How Much is 131 Million Dollars? Putting Numbers in Perspective with Compositional Descriptions
This addresses the challenge of making numerical information more accessible and interpretable for general readers, though it is incremental as it builds on existing methods with specific enhancements.
The paper tackles the problem of helping readers understand large numbers by automatically generating contextual descriptions, achieving a 15.2% F1 improvement in formula construction and a 12.5 BLEU point improvement in description generation over baselines.

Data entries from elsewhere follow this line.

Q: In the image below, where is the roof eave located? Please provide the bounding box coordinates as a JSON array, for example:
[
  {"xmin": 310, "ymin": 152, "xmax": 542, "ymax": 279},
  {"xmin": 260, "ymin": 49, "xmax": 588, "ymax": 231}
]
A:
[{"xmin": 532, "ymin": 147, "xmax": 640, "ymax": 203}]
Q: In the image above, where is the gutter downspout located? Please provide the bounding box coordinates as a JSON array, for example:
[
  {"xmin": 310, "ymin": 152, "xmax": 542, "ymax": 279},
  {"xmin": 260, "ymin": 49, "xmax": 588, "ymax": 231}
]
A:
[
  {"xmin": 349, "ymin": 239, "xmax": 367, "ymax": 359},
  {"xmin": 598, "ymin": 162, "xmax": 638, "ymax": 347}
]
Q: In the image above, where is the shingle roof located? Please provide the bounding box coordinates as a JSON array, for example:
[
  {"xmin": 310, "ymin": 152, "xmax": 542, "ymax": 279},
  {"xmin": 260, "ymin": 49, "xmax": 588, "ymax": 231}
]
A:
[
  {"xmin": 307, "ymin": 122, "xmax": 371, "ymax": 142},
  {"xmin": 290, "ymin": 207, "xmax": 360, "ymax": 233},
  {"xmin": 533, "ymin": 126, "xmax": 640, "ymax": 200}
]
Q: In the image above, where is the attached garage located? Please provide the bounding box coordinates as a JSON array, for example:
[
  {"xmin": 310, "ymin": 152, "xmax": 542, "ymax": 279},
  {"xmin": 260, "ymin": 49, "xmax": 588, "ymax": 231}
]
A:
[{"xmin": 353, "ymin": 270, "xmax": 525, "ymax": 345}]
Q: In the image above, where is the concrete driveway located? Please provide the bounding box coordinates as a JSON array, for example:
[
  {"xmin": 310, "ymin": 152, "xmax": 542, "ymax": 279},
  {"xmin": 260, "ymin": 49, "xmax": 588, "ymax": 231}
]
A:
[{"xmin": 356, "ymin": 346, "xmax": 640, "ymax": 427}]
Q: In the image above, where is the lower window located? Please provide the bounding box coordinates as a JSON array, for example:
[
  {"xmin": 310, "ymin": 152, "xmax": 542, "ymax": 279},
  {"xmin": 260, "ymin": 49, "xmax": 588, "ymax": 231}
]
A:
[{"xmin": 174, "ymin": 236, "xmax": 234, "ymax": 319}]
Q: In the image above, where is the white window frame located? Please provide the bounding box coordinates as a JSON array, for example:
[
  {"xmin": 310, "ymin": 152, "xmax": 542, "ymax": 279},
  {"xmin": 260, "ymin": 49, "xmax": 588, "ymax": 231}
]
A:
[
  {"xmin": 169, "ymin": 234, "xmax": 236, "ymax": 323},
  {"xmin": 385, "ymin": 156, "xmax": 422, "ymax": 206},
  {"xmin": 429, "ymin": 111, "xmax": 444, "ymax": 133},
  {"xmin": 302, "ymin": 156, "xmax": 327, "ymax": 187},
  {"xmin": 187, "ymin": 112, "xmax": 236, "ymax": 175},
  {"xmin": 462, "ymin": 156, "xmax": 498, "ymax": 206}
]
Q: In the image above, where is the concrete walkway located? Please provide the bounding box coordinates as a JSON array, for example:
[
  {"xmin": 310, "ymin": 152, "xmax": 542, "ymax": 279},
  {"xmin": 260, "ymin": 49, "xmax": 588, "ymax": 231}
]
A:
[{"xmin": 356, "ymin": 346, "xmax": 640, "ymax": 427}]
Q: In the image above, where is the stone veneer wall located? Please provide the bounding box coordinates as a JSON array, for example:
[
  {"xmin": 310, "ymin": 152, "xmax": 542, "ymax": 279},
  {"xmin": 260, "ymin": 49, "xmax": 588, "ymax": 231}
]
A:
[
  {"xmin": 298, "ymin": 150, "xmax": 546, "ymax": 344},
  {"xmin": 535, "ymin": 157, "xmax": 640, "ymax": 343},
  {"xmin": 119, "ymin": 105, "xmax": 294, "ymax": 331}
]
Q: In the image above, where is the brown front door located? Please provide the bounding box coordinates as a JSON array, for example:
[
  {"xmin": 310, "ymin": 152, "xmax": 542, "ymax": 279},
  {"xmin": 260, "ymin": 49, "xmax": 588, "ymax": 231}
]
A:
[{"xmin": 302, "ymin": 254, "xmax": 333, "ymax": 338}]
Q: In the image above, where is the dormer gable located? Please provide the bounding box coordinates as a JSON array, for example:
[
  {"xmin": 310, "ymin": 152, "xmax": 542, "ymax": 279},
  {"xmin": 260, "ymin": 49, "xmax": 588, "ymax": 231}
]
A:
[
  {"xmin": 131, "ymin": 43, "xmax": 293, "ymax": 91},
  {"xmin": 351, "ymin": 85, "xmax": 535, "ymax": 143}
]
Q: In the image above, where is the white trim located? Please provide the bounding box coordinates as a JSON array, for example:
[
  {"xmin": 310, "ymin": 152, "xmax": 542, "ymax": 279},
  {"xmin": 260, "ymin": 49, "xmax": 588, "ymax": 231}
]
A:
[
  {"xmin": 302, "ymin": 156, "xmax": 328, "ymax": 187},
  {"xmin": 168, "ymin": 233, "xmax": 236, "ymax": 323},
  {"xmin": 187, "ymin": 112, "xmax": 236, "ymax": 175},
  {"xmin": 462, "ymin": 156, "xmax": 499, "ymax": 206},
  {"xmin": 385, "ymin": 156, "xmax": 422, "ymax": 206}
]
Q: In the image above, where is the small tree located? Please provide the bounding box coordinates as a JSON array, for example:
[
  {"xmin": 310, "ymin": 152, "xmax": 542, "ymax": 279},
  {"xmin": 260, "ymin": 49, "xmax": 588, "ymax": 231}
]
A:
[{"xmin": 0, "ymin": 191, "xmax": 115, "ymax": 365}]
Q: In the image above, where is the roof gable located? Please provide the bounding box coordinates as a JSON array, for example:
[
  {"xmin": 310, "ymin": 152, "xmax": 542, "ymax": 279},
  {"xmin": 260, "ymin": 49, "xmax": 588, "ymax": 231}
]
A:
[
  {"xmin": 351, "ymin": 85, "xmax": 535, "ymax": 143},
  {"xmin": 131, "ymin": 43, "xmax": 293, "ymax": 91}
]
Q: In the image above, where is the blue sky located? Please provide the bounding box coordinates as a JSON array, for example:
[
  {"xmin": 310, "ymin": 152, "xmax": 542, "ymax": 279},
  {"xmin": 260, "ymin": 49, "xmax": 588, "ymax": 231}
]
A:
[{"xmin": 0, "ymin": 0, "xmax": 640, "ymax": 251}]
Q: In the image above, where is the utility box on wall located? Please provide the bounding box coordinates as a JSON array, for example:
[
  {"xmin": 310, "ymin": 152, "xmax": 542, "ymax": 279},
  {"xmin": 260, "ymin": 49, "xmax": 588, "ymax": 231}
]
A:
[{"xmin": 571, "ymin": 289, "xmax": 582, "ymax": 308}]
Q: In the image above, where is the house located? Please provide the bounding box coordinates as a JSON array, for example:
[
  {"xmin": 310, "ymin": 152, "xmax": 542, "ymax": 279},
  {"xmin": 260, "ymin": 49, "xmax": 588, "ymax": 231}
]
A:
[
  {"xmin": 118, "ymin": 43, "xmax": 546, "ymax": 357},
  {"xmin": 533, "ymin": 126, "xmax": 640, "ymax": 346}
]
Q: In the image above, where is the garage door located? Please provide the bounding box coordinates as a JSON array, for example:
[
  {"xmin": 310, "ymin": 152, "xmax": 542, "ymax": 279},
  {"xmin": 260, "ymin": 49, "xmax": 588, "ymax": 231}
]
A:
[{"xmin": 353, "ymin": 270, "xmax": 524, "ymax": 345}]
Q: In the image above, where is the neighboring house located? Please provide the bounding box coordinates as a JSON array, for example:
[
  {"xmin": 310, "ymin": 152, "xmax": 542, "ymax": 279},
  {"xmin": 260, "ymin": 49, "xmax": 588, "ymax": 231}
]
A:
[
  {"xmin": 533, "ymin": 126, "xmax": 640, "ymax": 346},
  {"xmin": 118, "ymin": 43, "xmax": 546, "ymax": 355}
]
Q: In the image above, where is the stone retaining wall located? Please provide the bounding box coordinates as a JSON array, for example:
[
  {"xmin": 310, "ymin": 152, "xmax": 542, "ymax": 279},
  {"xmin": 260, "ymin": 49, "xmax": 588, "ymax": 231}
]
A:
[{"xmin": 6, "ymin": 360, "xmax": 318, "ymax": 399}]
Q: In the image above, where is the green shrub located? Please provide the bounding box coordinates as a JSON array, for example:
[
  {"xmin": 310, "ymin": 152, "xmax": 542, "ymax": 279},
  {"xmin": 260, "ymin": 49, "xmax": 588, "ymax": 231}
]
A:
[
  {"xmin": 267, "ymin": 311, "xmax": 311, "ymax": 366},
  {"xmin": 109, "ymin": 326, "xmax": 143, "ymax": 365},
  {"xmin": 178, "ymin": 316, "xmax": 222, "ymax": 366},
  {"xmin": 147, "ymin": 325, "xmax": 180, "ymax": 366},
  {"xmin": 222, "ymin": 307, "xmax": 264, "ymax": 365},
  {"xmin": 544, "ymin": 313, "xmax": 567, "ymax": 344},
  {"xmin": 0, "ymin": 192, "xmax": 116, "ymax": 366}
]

How much is 131 million US dollars? To help readers put such numbers in context, we propose a new task of automatically generating short descriptions known as perspectives, e.g. "$131 million is about the cost to employ everyone in Texas over a lunch period". First, we collect a dataset of numeric mentions in news articles, where each mention is labeled with a set of rated perspectives. We then propose a system to generate these descriptions consisting of two steps: formula construction and description generation. In construction, we compose formulae from numeric facts in a knowledge base and rank the resulting formulas based on familiarity, numeric proximity and semantic compatibility. In generation, we convert a formula into natural language using a sequence-to-sequence recurrent neural network. Our system obtains a 15.2% F1 improvement over a non-compositional baseline at formula construction and a 12.5 BLEU point improvement over a baseline description generation.